Me: Um, no... [clicking Skip] so, think you could tell me what book that was?
FB: Hey, do you like any of these books?
Me: C'mon, quit it. [clicking Skip] Ok, so what was that book?
FB: Thanks! Hey, here are all the great features for this application!
Me: Alright, already! What was the fucking book?!
FB: [crickets]
Me: um, hello?
FB: [more crickets]
Me: Ok, this says recommendations, maybe you put it under there? [clicking Recommendations]
FB: Sorry, we do not have any recommendations for you.

Fucking facebook.

Thursday, August 14, 2008

barriers to productivity

Originally uploaded by tallasiandude.

This is one of the few downsides to working from home. I can feel myself getting carpal tunnel trying not to disturb him too much when I try to type around him.

On the other hand, it's 3:30pm and I'll probably head out for a run in less than an hour. (seeing as I couldn't motivate when I woke up at 6 this morning, and then ended up over-sleeping*.)

* Prolly got up around 10. Yeah, jetlag...

Tuesday, August 12, 2008

Um.... what?

"Not every wrong, or even every violation of the law, is a crime."
- Attorney General Michael Mukasey

I guess I'm going to need to look up the actual definition of "crime" now...

In other news, we're back from our trip to Kansas City (actually, Olathe) and Los Angeles, but posts will probably continue to be sparse given the whole work and training thing. Better to check up on twitter, flickr and facebook... (yes, facebook -- got sucked in, but still trying to lay low over there)

Wednesday, August 06, 2008

Glorious, glorious legroom

Originally uploaded by tallasiandude.

The travel gods were kind to us on our leg from K.C. to L.A.

Southwest has made some changes to their line-up policy and assigned actual line number positions. We were pretty deep into the first seating group, but I was still able to get the double row exit row seat, a much-welcomed improvement from the last trip to L.A. when I was stuck in a middle coach middle (on American with crappier seat pitch) in both directions.

It wasn't a full flight, so it probably would have been okay elsewhere on the plane, but I'm still grateful.

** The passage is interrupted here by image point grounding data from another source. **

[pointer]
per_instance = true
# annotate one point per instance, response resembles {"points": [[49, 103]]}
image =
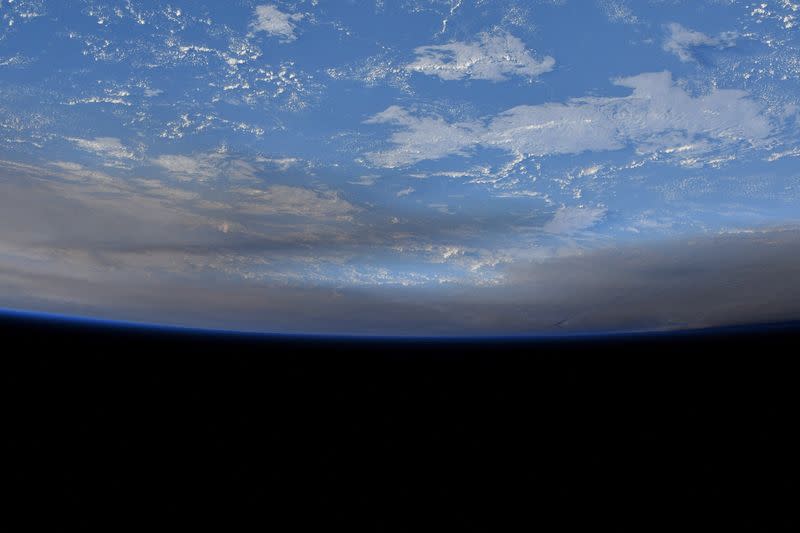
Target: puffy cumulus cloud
{"points": [[276, 23], [657, 115], [682, 41], [493, 57], [568, 220]]}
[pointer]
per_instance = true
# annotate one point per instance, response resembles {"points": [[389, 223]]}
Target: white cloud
{"points": [[206, 167], [493, 57], [109, 148], [276, 23], [681, 41], [569, 220], [657, 115], [422, 138], [296, 201]]}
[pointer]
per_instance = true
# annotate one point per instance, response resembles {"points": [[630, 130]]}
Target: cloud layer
{"points": [[276, 23], [682, 41], [493, 57], [657, 115]]}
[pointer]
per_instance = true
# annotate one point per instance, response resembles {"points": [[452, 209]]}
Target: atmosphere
{"points": [[408, 167]]}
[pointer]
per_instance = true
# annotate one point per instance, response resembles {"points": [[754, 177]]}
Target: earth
{"points": [[409, 167]]}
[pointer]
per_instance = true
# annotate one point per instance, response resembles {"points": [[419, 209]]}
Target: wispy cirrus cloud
{"points": [[493, 57], [657, 115], [276, 23], [683, 41]]}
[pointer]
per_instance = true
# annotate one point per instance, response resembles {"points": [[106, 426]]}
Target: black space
{"points": [[110, 428]]}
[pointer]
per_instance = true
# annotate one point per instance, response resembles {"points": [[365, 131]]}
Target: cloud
{"points": [[711, 281], [210, 166], [422, 138], [109, 148], [275, 23], [296, 201], [568, 220], [682, 41], [657, 115], [494, 57]]}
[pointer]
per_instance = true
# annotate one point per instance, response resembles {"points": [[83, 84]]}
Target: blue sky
{"points": [[361, 144]]}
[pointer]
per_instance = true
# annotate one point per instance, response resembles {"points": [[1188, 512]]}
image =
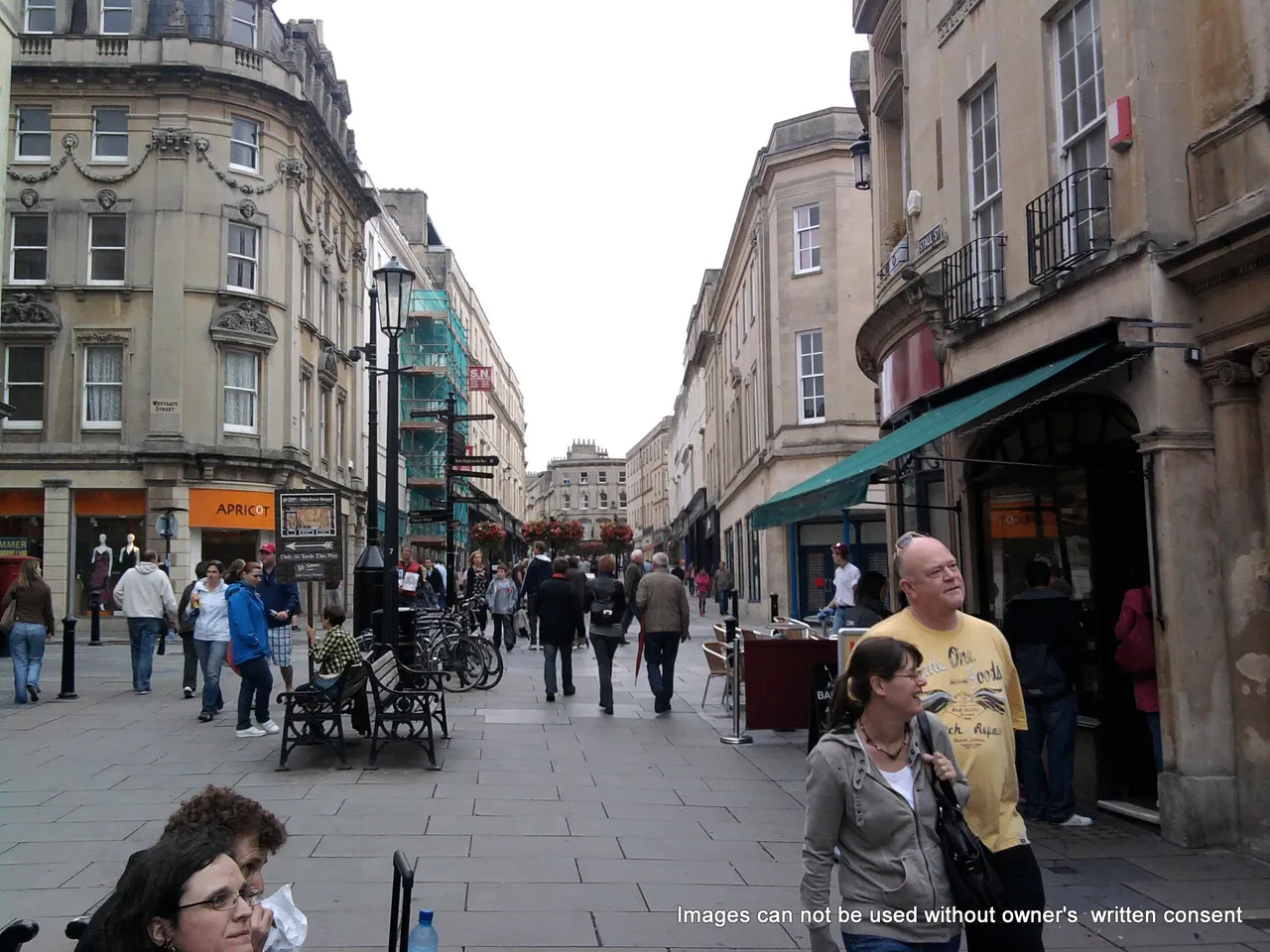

It's just kind of a bummer to have to fly into LAX. Unfortunately, the only flights that were available into Burbank at the right times had layovers and were almost $100 more expensive, and sometimes I'm just not willing to throw that much more money at a problem. (And the return leg on JetBlue -- thankfully out of Burbank -- cost us a lot more than I would have liked, so that figured into the equation as well.)